A state archery championship did not seem like a likely future for Tyler Webb last year.
The Forbush High School student was lying in a hospital bed a year ago having broken his leg in two places in an ATV accident. His injury required surgery, and his leg required plates and screws to make him able to walk again.
Webb was restricted to a wheelchair for several months and would not recover completely for four and a half months.
“I didn’t know what I was going to do after [the accident], but I still knew I wanted to do hunter safety,” Webb said.
Webb got involved in hunter safety while attending East Bend Elementary School. He was part of the inaugural class and none of the students had ever participated in a hunter safety program before.
“None of us had ever done it so we were just having fun and learning to shoot,” Webb said. “The next year we got good enough to where we won in the district and placed in the top three. We also did well at state.
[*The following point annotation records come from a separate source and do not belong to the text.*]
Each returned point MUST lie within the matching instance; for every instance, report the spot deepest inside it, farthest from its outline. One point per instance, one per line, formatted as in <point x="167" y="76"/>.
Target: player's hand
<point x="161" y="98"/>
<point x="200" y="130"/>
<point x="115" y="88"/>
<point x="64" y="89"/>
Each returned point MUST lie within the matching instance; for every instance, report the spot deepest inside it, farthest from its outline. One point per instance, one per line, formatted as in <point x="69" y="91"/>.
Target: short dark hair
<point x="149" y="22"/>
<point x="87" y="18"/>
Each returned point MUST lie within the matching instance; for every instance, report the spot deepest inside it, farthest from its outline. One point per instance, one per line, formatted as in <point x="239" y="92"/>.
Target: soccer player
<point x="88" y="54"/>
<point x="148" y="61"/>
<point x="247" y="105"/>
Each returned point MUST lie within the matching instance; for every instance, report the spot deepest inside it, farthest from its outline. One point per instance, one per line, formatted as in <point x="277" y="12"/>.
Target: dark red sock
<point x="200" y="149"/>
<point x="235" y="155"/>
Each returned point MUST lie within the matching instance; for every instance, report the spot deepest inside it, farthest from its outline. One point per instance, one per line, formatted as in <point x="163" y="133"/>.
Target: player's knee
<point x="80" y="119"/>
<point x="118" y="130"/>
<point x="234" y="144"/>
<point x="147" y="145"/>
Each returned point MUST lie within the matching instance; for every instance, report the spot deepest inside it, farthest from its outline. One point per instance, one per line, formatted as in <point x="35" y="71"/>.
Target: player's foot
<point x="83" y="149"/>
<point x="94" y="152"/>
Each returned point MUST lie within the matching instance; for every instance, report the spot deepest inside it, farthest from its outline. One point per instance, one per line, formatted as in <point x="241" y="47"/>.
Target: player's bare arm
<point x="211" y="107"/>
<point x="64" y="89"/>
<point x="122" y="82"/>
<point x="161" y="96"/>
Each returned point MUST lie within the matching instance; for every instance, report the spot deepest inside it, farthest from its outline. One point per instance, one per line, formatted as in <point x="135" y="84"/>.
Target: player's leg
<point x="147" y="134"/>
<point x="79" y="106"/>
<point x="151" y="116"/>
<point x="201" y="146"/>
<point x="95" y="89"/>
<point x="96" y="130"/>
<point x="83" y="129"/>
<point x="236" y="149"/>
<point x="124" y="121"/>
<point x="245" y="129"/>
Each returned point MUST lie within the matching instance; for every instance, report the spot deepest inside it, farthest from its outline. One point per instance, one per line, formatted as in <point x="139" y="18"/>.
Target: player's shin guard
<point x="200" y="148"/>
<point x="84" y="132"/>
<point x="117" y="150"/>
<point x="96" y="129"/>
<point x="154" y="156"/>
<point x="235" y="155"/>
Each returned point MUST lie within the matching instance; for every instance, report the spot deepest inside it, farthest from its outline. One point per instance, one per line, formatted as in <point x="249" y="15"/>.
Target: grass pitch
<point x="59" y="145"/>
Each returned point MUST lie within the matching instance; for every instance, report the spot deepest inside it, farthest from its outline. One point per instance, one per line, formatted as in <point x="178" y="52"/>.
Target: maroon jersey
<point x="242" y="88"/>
Every year I’ve shot I’ve been on an archery team that has placed in the top three.”
Webb says that archery is a natural attraction for him. His father and his grandfather both have a history with archery, and he felt it was only natural for him to follow in their footsteps.
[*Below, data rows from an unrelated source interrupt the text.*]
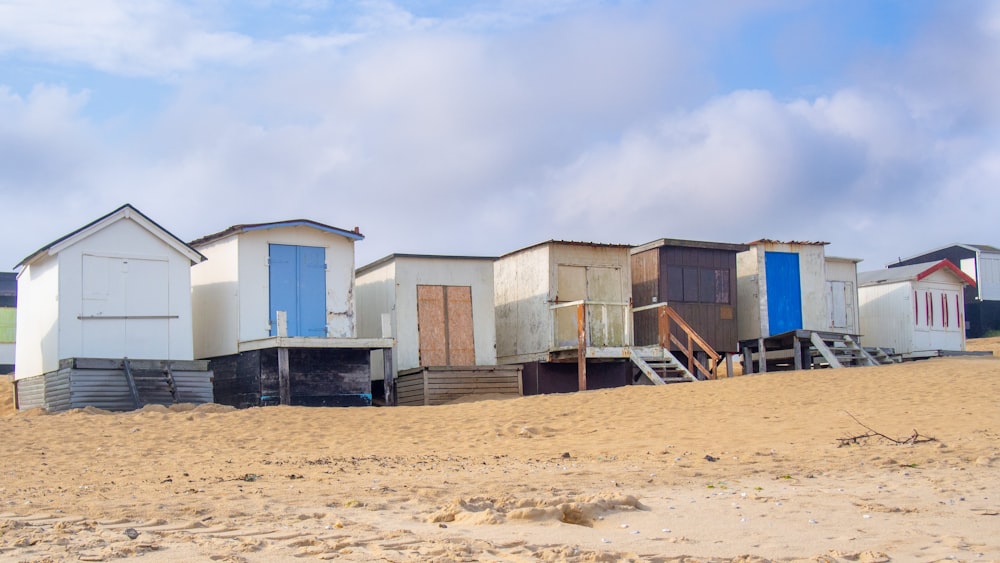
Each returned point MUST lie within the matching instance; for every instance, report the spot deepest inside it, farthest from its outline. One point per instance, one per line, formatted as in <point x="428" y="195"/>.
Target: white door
<point x="125" y="309"/>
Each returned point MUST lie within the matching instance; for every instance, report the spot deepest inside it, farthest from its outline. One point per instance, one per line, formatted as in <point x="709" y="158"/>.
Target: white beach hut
<point x="274" y="312"/>
<point x="915" y="310"/>
<point x="440" y="312"/>
<point x="104" y="318"/>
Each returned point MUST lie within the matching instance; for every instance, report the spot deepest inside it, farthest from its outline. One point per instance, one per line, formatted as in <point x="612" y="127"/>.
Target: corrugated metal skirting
<point x="101" y="383"/>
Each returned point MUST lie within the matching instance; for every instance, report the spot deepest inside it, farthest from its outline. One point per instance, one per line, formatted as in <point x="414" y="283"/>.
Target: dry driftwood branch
<point x="915" y="438"/>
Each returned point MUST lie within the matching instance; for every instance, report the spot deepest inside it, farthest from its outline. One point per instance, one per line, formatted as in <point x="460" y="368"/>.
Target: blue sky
<point x="482" y="127"/>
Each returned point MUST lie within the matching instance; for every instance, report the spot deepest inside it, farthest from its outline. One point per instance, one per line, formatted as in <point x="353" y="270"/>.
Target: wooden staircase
<point x="659" y="366"/>
<point x="150" y="386"/>
<point x="839" y="350"/>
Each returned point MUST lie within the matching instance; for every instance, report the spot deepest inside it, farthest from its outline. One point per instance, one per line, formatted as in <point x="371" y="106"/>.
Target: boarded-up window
<point x="445" y="325"/>
<point x="8" y="318"/>
<point x="697" y="285"/>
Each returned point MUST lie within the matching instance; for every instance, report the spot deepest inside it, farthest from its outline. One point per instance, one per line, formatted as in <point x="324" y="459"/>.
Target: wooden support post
<point x="581" y="336"/>
<point x="281" y="318"/>
<point x="389" y="381"/>
<point x="747" y="360"/>
<point x="284" y="387"/>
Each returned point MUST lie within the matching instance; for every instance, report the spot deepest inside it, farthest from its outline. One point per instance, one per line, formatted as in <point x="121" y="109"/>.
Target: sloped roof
<point x="237" y="229"/>
<point x="568" y="243"/>
<point x="396" y="256"/>
<point x="913" y="272"/>
<point x="970" y="247"/>
<point x="126" y="211"/>
<point x="799" y="242"/>
<point x="689" y="244"/>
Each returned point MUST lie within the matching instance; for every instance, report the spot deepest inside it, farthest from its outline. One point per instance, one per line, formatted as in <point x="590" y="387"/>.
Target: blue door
<point x="297" y="279"/>
<point x="784" y="292"/>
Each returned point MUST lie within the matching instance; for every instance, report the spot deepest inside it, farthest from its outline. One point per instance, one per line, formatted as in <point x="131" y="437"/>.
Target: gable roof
<point x="913" y="272"/>
<point x="125" y="212"/>
<point x="237" y="229"/>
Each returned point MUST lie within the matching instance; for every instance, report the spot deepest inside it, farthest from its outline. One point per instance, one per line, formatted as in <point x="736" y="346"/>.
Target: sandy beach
<point x="751" y="468"/>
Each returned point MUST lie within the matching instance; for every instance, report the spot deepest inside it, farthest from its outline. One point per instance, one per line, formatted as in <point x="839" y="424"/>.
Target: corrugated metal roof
<point x="912" y="272"/>
<point x="236" y="229"/>
<point x="123" y="210"/>
<point x="570" y="243"/>
<point x="689" y="244"/>
<point x="799" y="242"/>
<point x="391" y="257"/>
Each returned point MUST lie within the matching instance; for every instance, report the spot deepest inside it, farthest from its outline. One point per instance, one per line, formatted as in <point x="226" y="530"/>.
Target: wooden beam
<point x="581" y="337"/>
<point x="389" y="377"/>
<point x="284" y="386"/>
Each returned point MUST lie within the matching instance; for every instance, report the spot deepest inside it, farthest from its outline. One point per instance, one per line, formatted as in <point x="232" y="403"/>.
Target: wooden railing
<point x="597" y="320"/>
<point x="693" y="343"/>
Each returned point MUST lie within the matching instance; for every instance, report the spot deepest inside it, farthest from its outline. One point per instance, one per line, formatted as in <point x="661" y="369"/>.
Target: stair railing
<point x="666" y="317"/>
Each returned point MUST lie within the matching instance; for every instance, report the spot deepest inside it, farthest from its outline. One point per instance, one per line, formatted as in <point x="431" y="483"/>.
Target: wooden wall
<point x="317" y="377"/>
<point x="698" y="283"/>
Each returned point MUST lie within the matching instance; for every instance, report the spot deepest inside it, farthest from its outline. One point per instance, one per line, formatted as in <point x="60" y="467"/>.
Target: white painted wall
<point x="375" y="295"/>
<point x="392" y="288"/>
<point x="523" y="289"/>
<point x="243" y="261"/>
<point x="254" y="286"/>
<point x="51" y="291"/>
<point x="842" y="274"/>
<point x="890" y="318"/>
<point x="215" y="299"/>
<point x="37" y="343"/>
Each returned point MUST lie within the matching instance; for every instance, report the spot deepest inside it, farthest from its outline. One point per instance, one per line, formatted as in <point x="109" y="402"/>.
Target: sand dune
<point x="744" y="469"/>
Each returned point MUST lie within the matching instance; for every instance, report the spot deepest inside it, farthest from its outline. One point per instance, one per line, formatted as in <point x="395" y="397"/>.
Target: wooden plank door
<point x="606" y="323"/>
<point x="445" y="329"/>
<point x="571" y="285"/>
<point x="784" y="292"/>
<point x="297" y="285"/>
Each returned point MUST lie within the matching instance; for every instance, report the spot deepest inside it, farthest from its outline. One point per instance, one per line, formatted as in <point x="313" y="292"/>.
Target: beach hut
<point x="695" y="281"/>
<point x="439" y="311"/>
<point x="786" y="293"/>
<point x="915" y="310"/>
<point x="563" y="312"/>
<point x="8" y="320"/>
<point x="981" y="301"/>
<point x="275" y="315"/>
<point x="842" y="295"/>
<point x="104" y="319"/>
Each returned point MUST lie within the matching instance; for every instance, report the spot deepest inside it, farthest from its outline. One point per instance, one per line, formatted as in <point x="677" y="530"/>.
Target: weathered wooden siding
<point x="437" y="386"/>
<point x="317" y="377"/>
<point x="523" y="294"/>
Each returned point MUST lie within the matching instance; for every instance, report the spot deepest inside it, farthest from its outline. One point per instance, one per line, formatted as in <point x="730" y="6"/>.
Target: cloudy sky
<point x="468" y="127"/>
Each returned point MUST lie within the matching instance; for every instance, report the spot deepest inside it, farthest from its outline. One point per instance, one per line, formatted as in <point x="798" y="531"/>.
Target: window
<point x="8" y="316"/>
<point x="688" y="284"/>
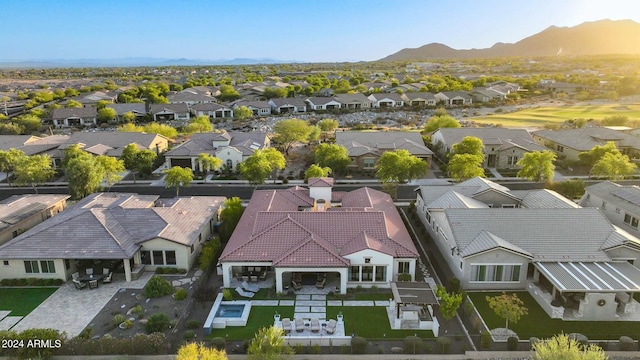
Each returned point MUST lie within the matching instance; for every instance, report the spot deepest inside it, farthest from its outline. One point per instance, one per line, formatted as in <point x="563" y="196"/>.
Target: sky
<point x="303" y="30"/>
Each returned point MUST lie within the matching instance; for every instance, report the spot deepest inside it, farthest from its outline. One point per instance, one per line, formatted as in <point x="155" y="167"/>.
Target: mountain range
<point x="601" y="37"/>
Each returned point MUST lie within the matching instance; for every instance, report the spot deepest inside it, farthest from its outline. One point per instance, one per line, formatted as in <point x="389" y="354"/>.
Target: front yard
<point x="538" y="324"/>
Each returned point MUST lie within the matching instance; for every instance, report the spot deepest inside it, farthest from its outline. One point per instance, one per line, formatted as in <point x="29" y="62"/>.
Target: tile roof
<point x="108" y="226"/>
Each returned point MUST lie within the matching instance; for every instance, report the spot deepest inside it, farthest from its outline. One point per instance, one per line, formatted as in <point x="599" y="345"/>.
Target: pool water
<point x="230" y="311"/>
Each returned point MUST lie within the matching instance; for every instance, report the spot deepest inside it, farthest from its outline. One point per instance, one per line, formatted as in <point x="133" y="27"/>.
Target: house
<point x="74" y="117"/>
<point x="454" y="98"/>
<point x="573" y="261"/>
<point x="570" y="143"/>
<point x="386" y="100"/>
<point x="20" y="213"/>
<point x="323" y="103"/>
<point x="502" y="147"/>
<point x="353" y="239"/>
<point x="138" y="109"/>
<point x="212" y="110"/>
<point x="366" y="147"/>
<point x="353" y="101"/>
<point x="170" y="112"/>
<point x="419" y="99"/>
<point x="288" y="106"/>
<point x="230" y="147"/>
<point x="619" y="203"/>
<point x="129" y="231"/>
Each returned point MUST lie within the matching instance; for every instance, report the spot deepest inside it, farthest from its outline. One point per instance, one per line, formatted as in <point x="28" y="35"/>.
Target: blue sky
<point x="304" y="30"/>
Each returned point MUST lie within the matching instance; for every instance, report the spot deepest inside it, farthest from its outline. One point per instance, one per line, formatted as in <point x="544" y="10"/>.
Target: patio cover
<point x="591" y="276"/>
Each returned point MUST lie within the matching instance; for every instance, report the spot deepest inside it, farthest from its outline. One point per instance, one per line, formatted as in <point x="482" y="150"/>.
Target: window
<point x="48" y="266"/>
<point x="171" y="257"/>
<point x="31" y="267"/>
“I was just a natural in archery; it’s what I was good at,” Webb said. “My dad did archery when he was younger so it sort of stuck with me more than the other things.”
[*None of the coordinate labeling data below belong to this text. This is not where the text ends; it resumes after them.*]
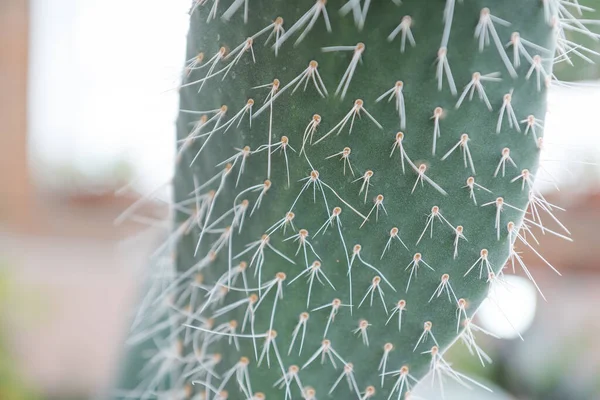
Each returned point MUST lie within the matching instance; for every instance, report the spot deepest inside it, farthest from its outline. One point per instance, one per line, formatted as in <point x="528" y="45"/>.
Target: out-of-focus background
<point x="85" y="108"/>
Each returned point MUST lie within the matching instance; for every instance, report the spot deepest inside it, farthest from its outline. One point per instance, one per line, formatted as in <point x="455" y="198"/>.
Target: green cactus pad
<point x="346" y="174"/>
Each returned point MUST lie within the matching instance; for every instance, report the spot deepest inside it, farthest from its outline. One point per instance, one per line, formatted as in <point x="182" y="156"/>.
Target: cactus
<point x="351" y="181"/>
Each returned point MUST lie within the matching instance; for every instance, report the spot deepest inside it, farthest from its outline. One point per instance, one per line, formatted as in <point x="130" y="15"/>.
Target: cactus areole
<point x="351" y="180"/>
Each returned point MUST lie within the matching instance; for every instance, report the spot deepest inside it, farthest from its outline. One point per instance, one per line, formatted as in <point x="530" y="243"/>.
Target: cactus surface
<point x="351" y="179"/>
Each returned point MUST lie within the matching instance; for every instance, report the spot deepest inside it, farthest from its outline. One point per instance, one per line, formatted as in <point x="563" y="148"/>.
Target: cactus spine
<point x="351" y="180"/>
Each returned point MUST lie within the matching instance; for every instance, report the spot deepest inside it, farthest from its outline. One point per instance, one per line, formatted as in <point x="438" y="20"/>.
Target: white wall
<point x="98" y="72"/>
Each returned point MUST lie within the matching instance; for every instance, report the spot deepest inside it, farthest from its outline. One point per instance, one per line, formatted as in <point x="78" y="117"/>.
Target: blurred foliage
<point x="582" y="70"/>
<point x="12" y="386"/>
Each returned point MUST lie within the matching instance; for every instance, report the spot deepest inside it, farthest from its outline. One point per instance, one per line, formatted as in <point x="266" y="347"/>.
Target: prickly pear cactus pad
<point x="352" y="179"/>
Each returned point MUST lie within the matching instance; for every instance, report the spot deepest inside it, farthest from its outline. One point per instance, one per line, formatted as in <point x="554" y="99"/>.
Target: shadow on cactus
<point x="352" y="180"/>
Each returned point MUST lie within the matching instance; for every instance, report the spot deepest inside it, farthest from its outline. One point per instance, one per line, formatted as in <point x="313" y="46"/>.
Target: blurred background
<point x="85" y="109"/>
Webb’s injury came just one day after the start of practice for the 2011 season, and he knew his dreams of going to the championship that year were not going to happen. He didn’t let that stop him, however, getting out and practicing as soon as his doctor gave him permission.
“I just had to get the strength back in my leg to where I could stand on it long enough to practice,” Webb said. “I walked and made sure I was doing something every day and not just sitting around.”
Webb said that he had to change his stance a bit after the accident, but he hadn’t experienced any other changes to his form or abilities. His desire to perfect his skills intensified this year, and he spent hours outside of team practices making sure he was ready.
“The last month or so I was constantly changing my sites because I would fine-tune it more and more,” Webb said. “I was shooting 10 or so rounds a day so I would get enough strength,”
He competed in the 34th Annual North Carolina Wildlife Hunter Skills Tournament on April 28. The tournament consists of competitions in shotgun, rifle, archery and hunter skills. Webb took home the state championship in archery.
“I was really surprised, and I was happy,” Webb said. “Everyone was telling me I better go out there and win, jokingly, but I tried to take it serious. And I went out there and won.”
Webb thinks that archery provides him something to focus on and work toward outside of schoolwork.
“It’s got me to where I try hard at something,” Webb said. “It gives me something to do outside of school and on the weekends with my friends. It’s something I can work toward and get awards for it.”
Webb says he plans to continue to pursue archery and compete in even more tournaments.
“I’m going to try to work my way to the top to become better than what I am now,” Webb said. “I’d like to win a national or international title until I feel accomplished in what I’ve done.”
Webb’s hunter safety team scored first in rifle, first in shotgun, third in archery and third in hunter skills. The team finished second overall in the tournament, 37 points away from first place.
Forbush High student Anthony McClelland placed third overall, and Colton Horn placed third in hunter skills.